Transportation is particularly hot in the tech world right now, with lots of companies tackling ways to move people more effectively.
Uber and Lyft are challenging the classic taxi system, while Elon Musk’s “hyperloop” proposes to move people long distances at lower cost. Kitty Hawk, founded by Google co-founder Larry Page, is trying to make flying cars a reality, and electric scooter companies Lime and Bird are both venture capital darlings.
The unifying trend in transportation innovation is moving away from one-size-fits-all solutions — for example, everybody owning their own car — and toward using technology so that each trip uses the most efficient vehicle to minimize congestion and emissions.
The town of Innisfil, Ont., has gone all-out by subsidizing Uber rides as a replacement for a transit system. Desa said he thinks it’s an interesting experiment, but he said Uber prioritizes speed over efficiency, and most municipalities will want to take a different approach.
“Our view is more of, you want to control your own operation, you want to manage it, whether you do it with cars, with vans, with buses, that’s up to you,” he said. “But we give you the tools to do it on your own.”
In Belleville, Buck said the overwhelming majority of riders have a smartphone or a tablet, and people are pressuring the municipality to adopt modern technology.
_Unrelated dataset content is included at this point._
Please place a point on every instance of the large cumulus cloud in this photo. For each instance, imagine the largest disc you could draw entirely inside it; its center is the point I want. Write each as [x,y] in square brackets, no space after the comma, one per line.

As a backstop, people can also book rides online or through a phone call.
He said that if the initial pilot project goes well, the city would like to rejig the system to be more flexible, and less reliant on 40-foot diesel buses driving in circles.
“(Eventually) this app will allow us to use smaller community-type service and pick people up, bring them out to our larger key service areas,” he said.
Pantonium CEO Remi Desa says there’s a good business case for innovation in public transit. His Toronto startup has devised an app that aims to make bus service more efficient.